Rego is one of the greatest living painters. For four decades, as minimalism, pop and conceptualism ebbed and flowed around her, she has stuck doggedly to a narrative art as gripping and powerful as it is unfashionable. A new museum dedicated to her work, the Casa das Histórias Paula Rego, is shortly to open in Cascais, up the coast from Lisbon, near where she lived as a child. This “House of Stories” pays tribute to Rego’s reinvention of visual storytelling in a contemporary idiom, at once savagely realistic, rich in fantasy, and rooted in folklore.

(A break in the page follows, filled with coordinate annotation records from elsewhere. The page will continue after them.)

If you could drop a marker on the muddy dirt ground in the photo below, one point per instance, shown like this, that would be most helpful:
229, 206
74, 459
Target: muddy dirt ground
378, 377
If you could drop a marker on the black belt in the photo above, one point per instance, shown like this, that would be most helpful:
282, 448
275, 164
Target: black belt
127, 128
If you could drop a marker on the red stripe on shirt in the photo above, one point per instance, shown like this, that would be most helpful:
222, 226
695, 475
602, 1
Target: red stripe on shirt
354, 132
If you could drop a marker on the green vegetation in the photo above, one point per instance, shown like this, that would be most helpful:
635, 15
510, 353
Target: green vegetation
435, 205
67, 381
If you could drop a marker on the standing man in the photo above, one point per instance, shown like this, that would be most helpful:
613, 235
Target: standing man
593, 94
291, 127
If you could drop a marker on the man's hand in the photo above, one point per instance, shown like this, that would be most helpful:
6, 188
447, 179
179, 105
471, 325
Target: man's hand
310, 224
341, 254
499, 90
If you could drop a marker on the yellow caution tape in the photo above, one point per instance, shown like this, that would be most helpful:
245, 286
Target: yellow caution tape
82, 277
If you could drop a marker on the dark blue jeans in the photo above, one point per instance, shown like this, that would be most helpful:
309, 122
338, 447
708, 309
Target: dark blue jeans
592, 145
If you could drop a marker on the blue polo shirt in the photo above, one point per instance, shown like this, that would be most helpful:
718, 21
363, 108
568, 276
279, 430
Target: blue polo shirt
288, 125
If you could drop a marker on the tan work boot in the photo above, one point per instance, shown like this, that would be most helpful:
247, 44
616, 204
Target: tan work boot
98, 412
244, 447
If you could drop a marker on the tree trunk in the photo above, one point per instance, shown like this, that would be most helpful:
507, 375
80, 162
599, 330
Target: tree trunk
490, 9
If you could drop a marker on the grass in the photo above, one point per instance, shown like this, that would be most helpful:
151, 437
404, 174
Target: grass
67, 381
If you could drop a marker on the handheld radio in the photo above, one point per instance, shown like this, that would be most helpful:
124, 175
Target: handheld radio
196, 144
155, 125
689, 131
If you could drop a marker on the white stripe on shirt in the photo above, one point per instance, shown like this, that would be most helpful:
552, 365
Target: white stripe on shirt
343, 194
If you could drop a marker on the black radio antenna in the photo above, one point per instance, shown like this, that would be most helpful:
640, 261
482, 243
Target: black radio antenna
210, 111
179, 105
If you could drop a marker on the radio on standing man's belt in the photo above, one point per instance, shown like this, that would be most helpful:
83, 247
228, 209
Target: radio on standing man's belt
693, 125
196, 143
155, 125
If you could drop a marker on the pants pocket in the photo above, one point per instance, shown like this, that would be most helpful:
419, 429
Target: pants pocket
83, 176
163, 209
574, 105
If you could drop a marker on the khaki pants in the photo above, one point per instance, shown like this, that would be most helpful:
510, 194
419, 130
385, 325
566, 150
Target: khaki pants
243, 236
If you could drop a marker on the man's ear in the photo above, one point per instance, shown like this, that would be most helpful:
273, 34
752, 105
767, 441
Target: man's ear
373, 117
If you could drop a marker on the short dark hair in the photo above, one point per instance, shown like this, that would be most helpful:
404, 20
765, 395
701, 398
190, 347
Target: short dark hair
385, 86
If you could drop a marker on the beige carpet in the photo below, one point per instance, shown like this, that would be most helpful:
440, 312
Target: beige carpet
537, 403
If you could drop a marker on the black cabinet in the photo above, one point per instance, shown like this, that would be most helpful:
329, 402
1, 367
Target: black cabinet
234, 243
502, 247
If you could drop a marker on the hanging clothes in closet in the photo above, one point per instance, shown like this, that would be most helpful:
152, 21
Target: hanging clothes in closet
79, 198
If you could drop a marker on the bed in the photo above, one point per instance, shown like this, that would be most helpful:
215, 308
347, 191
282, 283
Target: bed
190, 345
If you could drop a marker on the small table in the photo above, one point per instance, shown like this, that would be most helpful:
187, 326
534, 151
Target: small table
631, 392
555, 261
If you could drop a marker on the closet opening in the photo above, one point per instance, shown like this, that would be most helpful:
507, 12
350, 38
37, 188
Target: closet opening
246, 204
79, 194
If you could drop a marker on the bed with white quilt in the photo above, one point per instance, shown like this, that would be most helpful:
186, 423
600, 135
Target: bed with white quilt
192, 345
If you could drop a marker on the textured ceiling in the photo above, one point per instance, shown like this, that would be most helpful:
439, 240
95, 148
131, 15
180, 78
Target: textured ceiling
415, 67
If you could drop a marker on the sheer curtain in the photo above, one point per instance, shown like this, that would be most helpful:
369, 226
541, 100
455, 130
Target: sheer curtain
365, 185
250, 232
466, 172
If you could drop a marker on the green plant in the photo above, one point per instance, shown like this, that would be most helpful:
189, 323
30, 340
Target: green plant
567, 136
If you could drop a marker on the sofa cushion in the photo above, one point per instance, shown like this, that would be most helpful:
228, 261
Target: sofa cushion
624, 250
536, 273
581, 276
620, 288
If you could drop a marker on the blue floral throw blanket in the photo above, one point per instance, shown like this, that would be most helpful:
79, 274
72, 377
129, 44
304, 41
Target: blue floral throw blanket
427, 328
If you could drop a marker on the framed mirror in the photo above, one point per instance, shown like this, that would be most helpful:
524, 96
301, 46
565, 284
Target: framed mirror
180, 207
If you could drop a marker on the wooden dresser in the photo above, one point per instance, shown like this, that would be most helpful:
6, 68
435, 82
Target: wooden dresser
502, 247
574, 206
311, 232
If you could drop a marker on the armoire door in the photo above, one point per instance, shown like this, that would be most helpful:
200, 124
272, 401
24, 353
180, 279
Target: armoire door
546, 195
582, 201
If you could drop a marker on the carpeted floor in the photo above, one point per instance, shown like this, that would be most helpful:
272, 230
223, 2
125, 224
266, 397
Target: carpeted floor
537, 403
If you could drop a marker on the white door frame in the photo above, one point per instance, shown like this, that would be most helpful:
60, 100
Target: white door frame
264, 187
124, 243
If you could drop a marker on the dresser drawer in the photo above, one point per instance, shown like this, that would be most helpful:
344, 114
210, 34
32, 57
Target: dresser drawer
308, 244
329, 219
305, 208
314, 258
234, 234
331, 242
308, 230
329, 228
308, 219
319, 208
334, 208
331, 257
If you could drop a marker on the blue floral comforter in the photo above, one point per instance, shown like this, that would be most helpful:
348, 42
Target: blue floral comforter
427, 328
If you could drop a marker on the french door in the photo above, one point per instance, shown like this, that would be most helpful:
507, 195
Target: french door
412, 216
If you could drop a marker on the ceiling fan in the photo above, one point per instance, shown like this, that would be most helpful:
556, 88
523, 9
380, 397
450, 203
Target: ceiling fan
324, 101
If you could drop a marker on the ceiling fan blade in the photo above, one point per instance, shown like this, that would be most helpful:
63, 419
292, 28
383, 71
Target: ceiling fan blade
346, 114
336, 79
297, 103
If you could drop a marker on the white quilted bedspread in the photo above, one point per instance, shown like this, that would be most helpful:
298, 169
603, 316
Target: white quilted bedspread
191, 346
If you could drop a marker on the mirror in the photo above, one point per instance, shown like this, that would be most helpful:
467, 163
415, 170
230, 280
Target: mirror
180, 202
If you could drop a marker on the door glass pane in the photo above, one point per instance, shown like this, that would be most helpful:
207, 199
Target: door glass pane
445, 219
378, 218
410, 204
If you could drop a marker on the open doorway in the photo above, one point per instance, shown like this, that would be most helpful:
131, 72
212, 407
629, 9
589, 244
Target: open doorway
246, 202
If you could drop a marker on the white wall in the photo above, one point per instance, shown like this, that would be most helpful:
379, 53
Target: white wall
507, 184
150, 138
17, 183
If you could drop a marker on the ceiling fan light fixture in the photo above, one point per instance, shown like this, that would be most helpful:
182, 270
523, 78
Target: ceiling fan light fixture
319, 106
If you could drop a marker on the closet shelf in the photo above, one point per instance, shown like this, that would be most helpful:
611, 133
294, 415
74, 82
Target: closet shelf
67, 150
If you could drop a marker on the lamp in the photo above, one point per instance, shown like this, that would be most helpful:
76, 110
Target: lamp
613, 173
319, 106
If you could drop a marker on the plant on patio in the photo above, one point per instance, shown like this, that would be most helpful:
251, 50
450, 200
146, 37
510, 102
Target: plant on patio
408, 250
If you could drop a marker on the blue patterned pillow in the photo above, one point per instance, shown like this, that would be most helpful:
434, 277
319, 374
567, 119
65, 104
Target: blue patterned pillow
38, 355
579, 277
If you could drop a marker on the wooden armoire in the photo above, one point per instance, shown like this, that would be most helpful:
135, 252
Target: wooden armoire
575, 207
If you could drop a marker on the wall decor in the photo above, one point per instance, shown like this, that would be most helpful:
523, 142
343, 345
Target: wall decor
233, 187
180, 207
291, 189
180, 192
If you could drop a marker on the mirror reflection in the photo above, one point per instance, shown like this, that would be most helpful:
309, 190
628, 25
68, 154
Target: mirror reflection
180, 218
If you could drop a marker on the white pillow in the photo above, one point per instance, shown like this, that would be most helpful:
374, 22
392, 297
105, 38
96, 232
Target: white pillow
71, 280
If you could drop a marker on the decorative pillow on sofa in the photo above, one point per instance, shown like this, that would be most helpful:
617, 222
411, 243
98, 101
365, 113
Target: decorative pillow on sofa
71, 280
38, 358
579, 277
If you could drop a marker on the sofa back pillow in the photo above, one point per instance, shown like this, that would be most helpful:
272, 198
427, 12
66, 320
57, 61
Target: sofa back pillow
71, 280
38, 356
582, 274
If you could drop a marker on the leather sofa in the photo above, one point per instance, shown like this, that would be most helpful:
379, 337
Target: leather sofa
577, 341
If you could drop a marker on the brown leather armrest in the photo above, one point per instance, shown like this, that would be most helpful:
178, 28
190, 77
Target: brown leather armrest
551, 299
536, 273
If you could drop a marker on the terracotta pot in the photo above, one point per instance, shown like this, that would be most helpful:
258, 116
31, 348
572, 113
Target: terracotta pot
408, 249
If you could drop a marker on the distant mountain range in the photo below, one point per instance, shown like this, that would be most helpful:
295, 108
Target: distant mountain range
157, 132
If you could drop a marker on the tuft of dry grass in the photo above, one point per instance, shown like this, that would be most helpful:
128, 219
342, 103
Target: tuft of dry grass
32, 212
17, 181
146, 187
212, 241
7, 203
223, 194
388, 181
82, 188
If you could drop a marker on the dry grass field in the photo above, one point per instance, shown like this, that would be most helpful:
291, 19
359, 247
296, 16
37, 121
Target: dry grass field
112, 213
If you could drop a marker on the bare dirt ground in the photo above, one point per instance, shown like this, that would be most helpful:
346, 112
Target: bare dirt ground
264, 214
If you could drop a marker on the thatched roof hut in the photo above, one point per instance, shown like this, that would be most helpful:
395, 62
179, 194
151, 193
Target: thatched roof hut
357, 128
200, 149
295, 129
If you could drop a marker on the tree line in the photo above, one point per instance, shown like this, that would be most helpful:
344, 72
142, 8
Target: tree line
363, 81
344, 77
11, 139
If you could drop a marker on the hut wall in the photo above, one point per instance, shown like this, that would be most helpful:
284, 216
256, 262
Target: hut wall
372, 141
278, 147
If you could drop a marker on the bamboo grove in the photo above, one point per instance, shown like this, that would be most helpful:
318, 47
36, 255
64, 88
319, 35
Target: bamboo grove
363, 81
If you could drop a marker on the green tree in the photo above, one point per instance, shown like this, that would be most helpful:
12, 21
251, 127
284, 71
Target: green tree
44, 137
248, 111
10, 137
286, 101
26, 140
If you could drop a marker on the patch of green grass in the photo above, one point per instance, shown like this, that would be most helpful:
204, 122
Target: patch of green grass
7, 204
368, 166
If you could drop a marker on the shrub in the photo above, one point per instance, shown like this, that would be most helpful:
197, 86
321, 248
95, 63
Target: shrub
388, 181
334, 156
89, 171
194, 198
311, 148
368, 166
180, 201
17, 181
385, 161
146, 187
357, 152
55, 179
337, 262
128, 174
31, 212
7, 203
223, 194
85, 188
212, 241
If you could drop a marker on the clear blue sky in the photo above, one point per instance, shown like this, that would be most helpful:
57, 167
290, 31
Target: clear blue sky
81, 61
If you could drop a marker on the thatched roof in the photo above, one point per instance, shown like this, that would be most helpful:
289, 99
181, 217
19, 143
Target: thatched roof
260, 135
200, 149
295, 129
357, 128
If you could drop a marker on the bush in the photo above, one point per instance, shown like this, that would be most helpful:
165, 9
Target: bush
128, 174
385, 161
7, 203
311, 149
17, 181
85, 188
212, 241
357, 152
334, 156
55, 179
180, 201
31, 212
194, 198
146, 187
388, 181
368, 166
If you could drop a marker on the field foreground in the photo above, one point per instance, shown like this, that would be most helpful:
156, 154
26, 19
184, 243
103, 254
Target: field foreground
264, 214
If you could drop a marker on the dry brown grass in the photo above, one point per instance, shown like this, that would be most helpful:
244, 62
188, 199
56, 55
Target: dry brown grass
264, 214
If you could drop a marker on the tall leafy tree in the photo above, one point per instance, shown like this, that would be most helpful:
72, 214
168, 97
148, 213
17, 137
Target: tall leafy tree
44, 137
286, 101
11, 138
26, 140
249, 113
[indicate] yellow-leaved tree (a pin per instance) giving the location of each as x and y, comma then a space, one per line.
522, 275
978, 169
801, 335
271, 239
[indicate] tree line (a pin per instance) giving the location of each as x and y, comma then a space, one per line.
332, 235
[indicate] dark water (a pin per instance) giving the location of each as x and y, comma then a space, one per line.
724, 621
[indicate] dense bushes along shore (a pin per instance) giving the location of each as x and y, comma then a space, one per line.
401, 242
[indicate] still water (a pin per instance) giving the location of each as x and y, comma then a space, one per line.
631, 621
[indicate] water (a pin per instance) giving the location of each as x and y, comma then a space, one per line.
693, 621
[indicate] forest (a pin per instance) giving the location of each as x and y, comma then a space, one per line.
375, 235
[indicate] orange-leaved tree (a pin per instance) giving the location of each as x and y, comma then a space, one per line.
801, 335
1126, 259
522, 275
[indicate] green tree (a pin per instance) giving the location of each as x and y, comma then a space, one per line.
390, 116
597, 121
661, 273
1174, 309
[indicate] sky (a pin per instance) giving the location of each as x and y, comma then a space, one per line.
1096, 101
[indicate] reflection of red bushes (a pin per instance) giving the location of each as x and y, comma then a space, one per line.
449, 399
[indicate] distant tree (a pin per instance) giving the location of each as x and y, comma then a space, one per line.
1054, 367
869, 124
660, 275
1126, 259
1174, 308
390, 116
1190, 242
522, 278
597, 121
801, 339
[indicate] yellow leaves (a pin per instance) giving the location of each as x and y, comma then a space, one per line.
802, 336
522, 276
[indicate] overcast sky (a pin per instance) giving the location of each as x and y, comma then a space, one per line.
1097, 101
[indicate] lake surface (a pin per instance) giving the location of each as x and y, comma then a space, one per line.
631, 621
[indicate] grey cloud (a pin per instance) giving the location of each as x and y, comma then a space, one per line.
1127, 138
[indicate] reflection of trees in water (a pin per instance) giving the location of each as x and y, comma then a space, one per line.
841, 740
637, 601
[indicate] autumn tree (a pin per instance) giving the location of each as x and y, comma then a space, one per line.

Rego talks fast in a high, lilting voice and darts among her ghoulish figures energetically, though she notes that she is 74 “and my grandmother died at this age; now it’s my turn”. She picks up a dirty stuffed toy monkey sitting in an ornate 19th-century chair, and cradles him in her arms. “He is the only thing Bertha was allowed to take with her into the mad room, she kissed him so much his fur wore away.” The reference is to lunatic Mrs Rochester, and plunges us into the world of Jane Eyre.
Rego’s series of lithographs inspired by the novel, first exhibited in 2003 and printed in a de luxe edition of the book, are celebrated. In her introduction, Marina Warner commented that through the rebellious vitality of the lithographs Rego explored, as Charlotte Brontë did 150 years earlier, “the conditions of her own upbringing, her formation as a girl and woman, and the oscillation between stifling social expectations and liberating female stratagems”. Rego reinvented rather than merely illustrated the world of the novel; the limp, pathetic monkey, for example, is her own addition, as is the oversized chair, a remnant from a film version of Alice in Wonderland directed by her son Nick Willing.
Elfin and delicate in a blue blouse, black T-shirt and leggings, Rego contrasts vividly with her shocking, cruel creatures, modelled in plaster, fabric and plastic, before she casts them as characters in painted tableaux. “I don’t seem to be able to do without the models, it’s a bloody nuisance,” she says. It is a unique creative process and makes walking into her studio appear unnervingly like walking into her mind.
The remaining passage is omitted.